The proposal is the president’s latest attempt to address an issue that represents one of his biggest vulnerabilities in the election. Under current rules, asylum officers review an asylum seeker’s background and any criminal charges against them during the interview stage of the process. Under the proposed new standards, officers at the border could turn some asylum seekers away within days or hours of their arrival at the border, during an initial screening for “credible fear” of persecution they are fleeing.
The proposed rule that was released on. Thursday would only affect about 2 to 3% of asylum seekers, by the administration’s estimation, based on historical data. It also aims to solve a problem that doesn’t really exist. Decades of data has found that immigrants, including asylum seekers and undocumented migrants, are much less likely to be incarcerated or convicted of a crime than US-born people. Recent investigations have also found no link between undocumented immigrants and violent or property crimes.
Moreover, migrants who turn themselves in to United States Border Patrol so they can seek asylum are already subject to heavy surveillance, via ankle monitors, cellphone apps and check-in protocols, while they wait – sometime for years – for their cases to be processed through immigration courts.
“There is already a nearly impossibly high standard when it comes to asylum adjudications, and eligibility for asylum,” said Faisal Al-Juburi, chief external affairs officer at Raíces, an immigrant support and advocacy group in Texas. “I think this stands to exacerbate further what is a manufactured crisis at the end of the day.”
The effectiveness of the proposed rule will hinge on its implementation, said Laurence Benenson, vice-president of policy and advocacy at the National Immigration Forum, a centrist advocacy group. “There are some real concerns about whether people who have legitimate claims are just going to be turned back,” he said.
The proposed rules also raise another concern – that it won’t make much of a dent in the humanitarian crisis at the US-Mexico border at all.
The administration itself admits as much. “We will continue to take action, but fundamentally it is only Congress that can fix what everyone agrees is a broken immigration system,” said Mayorkas in a statement.
A record number of people fleeing war, political insecurity, violence, poverty and natural disasters are arriving at the US border seeking refuge, sometimes waiting days at harsh open-air camps before they are seen at overwhelmed processing centres, and then months or years before their cases are resolved in backlogged immigration courts.
Advocates for asylum seekers and other immigrants have long been asking lawmakers to funnel more resources toward hiring more officials who are trained to evaluate asylum claims, more immigration judges and court staff, and offering migrants legal representation so that their cases can be processed more efficiently.

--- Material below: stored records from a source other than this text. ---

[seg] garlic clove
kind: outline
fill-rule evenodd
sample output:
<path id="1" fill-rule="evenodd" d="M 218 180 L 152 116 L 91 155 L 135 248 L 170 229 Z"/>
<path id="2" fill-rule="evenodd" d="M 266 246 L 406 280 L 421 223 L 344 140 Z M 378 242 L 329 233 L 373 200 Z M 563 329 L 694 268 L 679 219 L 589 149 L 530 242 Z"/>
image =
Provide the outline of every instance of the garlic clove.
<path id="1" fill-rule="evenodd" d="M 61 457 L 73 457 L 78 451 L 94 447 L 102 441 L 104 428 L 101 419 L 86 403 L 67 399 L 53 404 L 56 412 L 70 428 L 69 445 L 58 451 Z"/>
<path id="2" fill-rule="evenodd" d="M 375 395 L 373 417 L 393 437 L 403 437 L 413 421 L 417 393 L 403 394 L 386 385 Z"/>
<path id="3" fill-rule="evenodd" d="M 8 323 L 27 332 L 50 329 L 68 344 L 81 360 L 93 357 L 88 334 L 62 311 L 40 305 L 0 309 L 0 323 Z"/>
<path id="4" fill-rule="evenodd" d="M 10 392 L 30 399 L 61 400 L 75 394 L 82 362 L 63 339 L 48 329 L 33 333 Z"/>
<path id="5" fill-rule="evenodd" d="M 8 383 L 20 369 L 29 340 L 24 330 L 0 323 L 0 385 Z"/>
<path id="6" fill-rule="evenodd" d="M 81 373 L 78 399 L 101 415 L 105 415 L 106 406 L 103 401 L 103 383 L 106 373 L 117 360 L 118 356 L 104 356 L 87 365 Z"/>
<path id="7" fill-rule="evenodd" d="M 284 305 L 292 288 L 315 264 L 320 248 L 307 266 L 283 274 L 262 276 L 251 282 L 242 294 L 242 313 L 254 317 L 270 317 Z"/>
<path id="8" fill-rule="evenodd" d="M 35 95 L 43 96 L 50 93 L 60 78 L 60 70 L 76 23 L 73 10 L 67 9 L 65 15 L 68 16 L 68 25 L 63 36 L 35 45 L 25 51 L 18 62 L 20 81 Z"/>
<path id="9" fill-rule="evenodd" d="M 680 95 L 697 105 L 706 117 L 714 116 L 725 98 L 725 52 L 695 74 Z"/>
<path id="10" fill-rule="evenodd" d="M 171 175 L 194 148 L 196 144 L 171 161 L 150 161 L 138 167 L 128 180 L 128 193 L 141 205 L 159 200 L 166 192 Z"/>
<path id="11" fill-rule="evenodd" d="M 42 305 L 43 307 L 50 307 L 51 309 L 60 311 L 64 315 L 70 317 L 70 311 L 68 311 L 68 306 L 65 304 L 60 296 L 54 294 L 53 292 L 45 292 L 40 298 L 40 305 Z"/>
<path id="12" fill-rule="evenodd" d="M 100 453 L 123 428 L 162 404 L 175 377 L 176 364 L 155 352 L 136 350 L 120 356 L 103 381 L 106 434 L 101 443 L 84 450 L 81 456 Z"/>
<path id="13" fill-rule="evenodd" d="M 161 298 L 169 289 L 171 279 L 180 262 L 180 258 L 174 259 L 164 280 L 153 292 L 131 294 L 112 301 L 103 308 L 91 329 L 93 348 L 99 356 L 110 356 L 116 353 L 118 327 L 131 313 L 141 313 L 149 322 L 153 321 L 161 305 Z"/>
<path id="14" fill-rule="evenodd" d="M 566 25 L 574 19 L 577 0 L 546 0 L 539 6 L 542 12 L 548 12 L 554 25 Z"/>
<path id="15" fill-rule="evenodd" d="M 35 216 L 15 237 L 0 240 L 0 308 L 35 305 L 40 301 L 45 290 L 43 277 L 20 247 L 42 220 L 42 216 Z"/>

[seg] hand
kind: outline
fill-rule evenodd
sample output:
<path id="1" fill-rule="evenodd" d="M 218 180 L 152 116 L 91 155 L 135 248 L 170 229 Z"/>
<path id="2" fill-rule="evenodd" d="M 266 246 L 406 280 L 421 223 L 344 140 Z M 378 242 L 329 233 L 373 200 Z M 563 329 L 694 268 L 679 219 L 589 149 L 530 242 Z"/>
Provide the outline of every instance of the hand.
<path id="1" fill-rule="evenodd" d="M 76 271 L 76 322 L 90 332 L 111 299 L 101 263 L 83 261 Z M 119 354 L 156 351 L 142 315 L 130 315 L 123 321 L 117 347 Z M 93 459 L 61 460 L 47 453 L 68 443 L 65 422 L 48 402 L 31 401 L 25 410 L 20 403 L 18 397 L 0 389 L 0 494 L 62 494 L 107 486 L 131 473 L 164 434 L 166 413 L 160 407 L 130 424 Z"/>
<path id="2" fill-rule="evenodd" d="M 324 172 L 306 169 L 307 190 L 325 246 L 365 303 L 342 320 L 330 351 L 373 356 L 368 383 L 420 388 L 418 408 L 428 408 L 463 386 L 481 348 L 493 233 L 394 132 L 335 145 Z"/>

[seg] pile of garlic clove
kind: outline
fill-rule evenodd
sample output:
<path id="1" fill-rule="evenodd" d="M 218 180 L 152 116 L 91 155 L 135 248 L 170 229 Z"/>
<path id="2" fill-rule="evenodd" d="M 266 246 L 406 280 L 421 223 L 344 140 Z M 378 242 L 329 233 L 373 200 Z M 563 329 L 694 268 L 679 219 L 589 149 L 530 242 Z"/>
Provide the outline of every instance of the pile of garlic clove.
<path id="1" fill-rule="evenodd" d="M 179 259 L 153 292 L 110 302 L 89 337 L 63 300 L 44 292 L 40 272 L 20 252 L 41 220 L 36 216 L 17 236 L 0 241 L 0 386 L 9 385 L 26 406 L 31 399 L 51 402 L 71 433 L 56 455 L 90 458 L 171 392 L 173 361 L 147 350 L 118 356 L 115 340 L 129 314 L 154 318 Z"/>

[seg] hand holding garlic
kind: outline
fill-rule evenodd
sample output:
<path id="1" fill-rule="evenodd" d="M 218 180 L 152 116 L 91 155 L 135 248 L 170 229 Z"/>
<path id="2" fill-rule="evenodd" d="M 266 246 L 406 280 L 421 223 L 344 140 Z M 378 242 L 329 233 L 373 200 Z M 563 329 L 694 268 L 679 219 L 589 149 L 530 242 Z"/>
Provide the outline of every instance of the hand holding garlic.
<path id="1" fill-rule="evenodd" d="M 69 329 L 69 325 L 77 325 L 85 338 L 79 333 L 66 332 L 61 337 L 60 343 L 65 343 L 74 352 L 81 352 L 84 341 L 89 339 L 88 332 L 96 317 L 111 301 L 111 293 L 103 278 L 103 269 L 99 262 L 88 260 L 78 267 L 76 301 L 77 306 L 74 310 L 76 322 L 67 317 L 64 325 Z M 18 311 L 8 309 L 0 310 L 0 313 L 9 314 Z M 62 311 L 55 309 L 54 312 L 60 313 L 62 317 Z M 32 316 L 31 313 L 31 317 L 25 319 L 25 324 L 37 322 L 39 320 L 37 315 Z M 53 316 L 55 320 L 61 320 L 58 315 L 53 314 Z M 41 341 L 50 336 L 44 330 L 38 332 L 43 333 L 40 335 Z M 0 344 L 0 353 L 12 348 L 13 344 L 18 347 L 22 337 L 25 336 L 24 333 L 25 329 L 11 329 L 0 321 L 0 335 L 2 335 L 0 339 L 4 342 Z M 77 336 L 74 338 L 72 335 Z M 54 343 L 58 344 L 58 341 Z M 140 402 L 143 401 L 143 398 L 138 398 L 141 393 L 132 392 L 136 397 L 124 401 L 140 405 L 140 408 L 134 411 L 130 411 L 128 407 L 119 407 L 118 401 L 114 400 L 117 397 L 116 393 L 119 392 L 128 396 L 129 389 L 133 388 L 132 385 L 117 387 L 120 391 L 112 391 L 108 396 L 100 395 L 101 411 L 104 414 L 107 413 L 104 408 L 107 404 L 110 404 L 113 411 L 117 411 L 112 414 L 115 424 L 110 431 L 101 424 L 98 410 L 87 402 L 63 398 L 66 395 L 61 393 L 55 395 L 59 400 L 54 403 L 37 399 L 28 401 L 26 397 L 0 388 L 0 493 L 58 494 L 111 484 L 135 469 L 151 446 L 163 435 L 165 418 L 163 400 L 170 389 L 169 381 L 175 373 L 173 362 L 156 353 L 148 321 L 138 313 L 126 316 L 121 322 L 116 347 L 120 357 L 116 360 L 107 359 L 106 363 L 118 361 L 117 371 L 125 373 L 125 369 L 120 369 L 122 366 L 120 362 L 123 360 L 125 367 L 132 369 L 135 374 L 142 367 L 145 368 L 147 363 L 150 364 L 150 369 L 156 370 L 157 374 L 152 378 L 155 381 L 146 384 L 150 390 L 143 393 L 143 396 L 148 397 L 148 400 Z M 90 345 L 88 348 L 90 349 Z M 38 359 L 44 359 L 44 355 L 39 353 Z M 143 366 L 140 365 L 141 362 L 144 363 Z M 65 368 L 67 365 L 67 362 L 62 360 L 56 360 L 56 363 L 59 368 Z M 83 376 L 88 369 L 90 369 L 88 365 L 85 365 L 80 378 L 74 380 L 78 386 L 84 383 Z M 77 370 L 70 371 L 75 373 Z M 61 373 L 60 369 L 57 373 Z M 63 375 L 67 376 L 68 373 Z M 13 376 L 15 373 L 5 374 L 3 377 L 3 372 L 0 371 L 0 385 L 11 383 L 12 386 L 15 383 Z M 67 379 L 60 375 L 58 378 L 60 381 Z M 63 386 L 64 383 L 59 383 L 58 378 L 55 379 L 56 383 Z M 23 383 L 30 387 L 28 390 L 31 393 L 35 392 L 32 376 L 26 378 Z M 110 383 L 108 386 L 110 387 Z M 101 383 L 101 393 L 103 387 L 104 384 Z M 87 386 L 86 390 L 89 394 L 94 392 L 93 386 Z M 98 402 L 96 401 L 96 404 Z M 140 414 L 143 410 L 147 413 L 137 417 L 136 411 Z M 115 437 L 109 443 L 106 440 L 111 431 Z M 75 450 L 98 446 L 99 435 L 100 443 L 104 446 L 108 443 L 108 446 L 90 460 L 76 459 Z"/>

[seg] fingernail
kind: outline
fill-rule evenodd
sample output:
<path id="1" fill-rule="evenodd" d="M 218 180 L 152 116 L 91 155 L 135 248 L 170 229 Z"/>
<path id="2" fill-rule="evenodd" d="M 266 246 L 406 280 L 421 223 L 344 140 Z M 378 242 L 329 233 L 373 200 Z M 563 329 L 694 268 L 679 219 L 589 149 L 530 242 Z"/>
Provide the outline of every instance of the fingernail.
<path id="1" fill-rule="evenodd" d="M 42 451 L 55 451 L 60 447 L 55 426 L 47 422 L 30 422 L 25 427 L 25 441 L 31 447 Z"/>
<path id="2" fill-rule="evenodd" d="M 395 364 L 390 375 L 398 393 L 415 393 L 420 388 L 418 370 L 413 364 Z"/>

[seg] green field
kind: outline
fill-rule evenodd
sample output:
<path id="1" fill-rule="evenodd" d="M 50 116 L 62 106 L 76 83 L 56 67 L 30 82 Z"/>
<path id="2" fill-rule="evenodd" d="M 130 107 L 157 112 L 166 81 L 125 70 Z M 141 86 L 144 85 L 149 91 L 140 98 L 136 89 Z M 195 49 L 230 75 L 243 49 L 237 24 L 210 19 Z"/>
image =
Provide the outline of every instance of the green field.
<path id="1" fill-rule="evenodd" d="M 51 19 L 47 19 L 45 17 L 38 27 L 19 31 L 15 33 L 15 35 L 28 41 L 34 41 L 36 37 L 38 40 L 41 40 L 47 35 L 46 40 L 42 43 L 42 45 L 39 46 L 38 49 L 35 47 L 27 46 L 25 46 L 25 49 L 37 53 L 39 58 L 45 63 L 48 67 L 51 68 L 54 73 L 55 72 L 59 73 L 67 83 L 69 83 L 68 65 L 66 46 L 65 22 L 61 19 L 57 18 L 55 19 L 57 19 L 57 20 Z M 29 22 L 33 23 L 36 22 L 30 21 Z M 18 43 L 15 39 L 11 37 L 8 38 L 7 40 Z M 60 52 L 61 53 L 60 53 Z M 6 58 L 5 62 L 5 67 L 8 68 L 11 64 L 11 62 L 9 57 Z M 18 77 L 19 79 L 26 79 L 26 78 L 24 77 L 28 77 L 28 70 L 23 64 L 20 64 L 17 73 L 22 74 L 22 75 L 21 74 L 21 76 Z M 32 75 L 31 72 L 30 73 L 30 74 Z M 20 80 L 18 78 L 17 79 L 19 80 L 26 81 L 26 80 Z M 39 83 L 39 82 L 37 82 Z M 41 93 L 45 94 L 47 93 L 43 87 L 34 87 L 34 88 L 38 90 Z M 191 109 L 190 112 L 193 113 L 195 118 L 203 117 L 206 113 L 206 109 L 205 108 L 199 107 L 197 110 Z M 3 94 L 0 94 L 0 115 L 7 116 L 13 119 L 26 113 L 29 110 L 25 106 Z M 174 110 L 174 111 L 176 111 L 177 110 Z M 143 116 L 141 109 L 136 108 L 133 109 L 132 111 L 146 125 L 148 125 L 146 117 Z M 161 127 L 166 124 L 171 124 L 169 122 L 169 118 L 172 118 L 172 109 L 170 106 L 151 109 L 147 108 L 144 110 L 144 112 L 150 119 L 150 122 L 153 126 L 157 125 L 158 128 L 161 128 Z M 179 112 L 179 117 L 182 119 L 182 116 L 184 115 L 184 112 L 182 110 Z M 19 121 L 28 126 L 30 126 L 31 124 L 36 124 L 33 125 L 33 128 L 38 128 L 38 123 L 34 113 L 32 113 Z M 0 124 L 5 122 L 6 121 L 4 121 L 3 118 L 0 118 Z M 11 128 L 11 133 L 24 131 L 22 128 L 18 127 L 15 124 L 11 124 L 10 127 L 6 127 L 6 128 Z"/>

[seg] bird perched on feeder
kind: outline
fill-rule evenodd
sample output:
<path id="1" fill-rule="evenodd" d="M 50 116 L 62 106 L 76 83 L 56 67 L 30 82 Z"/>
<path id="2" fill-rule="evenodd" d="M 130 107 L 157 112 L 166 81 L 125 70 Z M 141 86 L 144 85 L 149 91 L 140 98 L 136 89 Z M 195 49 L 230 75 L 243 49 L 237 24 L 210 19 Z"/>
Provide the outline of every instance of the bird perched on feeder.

Despite Republicans’ characterization of Biden as permissive on immigration, the president has overseen the revival of border-wall construction and the unprecedented electronic monitoring of asylum seekers. After ending one of Trump’s most restrictive border policies, his administration attempted to implement new, tougher rules that would bar asylum seekers who travelled through another country failed to seek protection there. Biden is also exploring his executive authority to restrict asylum at the border.
Al-Juburi rejected the administration’s claims that the proposed changes would only affect a small number of people who are ineligible for asylum anyway. It would, he said, empower officers at the border without specialised training to make quick judgements about migrants who lack legal counsel.
“If you have any sort of criminal background based on being persecuted by a foreign government – maybe even for your own stance against that government – you could fall through the cracks and be turned away.”